Collaborative Effort to Prevent Deaths by Opioid Overdose Discussed
February 4, 2014 - Albany , NY
February 4, 2014 - An Albany Med emergency physician today joined Rensselaer County Sheriff's personnel to showcase an officer who saved an individual's life following a heroin overdose using Naloxone, a drug which recently became available for use by law enforcement officials in New York State.
Michael Dailey, M.D., who serves as Regional EMS Medical Director, has been instrumental in making Naloxone ("Narcan") available to law enforcement officers through a pilot program in Rensselaer County, said he hopes authorization to use the drug by law enforcement will be expanded statewide. The drug has been used for overdose emergencies by emergency medical services technicians for years
Rensselaer County Sheriff's deputy Zack Sharpe successfully administered Naloxone and saved an individual's life Friday, Jan. 31.
"I am extremely pleased with the success of the Rensselaer County Sheriff's Office and their involvement with this start up program," Dailey said. "Our efforts to improve public safety are moving forward, thanks to the efforts of Albany Medical Center and the New York State Department of Health."
"Having Naloxone intranasal medications with our deputies and administering them in time can reverse the effects of drug overdose and saves lives," said Sheriff Jack Mahar. "Having Narcan is a natural extension for our EMT-B officers, which benefits the citizens of Rensselaer County."
Mahar said that all deputies operating as part of the road patrol are trained to the EMT-Basic level to improve the public safety and to supplement volunteer providers in the county.
Dr.
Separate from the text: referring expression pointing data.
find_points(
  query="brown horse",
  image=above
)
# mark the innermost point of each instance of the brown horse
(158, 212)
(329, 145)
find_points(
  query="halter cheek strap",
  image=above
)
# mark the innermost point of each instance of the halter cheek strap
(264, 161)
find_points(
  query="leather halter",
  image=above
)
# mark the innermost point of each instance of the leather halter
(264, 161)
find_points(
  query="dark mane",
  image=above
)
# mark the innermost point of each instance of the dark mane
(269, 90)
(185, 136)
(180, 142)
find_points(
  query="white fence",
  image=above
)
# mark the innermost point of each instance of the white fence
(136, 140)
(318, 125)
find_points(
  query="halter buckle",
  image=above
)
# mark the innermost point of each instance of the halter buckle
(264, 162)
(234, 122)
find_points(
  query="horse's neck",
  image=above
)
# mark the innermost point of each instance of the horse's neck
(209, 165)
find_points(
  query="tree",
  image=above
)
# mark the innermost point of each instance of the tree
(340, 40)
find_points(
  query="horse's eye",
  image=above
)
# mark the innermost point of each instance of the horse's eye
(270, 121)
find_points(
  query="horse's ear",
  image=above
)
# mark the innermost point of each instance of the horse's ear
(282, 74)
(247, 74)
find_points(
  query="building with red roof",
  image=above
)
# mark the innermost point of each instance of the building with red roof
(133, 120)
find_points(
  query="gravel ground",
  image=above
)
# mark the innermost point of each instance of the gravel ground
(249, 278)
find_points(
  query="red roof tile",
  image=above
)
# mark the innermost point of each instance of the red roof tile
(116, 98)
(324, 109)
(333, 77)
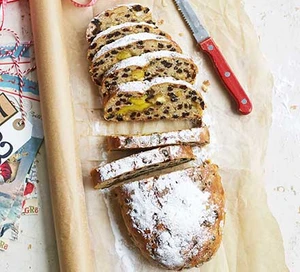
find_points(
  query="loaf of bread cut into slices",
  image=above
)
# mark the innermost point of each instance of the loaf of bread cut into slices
(129, 46)
(138, 164)
(175, 219)
(118, 15)
(148, 66)
(194, 136)
(160, 98)
(120, 31)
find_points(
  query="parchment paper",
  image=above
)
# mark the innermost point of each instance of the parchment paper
(252, 240)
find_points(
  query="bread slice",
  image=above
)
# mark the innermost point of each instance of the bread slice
(148, 66)
(160, 98)
(194, 136)
(129, 46)
(120, 31)
(175, 219)
(137, 164)
(118, 15)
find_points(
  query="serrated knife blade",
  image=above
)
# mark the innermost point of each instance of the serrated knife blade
(207, 44)
(192, 20)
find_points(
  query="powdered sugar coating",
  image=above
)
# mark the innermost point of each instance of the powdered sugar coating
(185, 136)
(138, 161)
(144, 59)
(120, 26)
(128, 40)
(176, 211)
(142, 86)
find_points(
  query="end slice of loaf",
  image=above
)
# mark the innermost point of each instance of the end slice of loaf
(129, 46)
(147, 66)
(113, 173)
(118, 15)
(160, 98)
(120, 31)
(194, 136)
(176, 219)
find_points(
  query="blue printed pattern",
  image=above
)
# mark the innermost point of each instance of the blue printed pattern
(26, 53)
(9, 81)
Dailey said that the most immediate medical complication resulting from overdose of opioid is respiratory failure, and that opioids can restrict or even stop a person's breathing, which can lead to brain damage or death.
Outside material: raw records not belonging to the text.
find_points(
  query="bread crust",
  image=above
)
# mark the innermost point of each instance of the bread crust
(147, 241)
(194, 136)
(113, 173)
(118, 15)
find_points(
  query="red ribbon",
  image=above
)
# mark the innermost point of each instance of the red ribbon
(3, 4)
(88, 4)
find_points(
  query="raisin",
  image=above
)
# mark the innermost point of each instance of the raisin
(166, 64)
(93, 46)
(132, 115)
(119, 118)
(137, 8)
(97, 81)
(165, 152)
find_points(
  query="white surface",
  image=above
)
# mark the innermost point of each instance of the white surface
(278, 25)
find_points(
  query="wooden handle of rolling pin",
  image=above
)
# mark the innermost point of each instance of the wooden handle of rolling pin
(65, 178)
Naloxone, or Narcan, is an opioid antagonist that is given to patients with an opioid overdose to quickly reverse the effects of the opioid. It can be administered by injection into a muscle or intranasally.
On January 31 at 8:18 p.m., a 9-1-1 call was received for a possible heroin overdose. Deputies arrived on the scene and found the victim in severe respiratory distress and administered Narcan and reversed the obvious symptoms of the overdose. The patient regained consciousness and was transported for hospital care.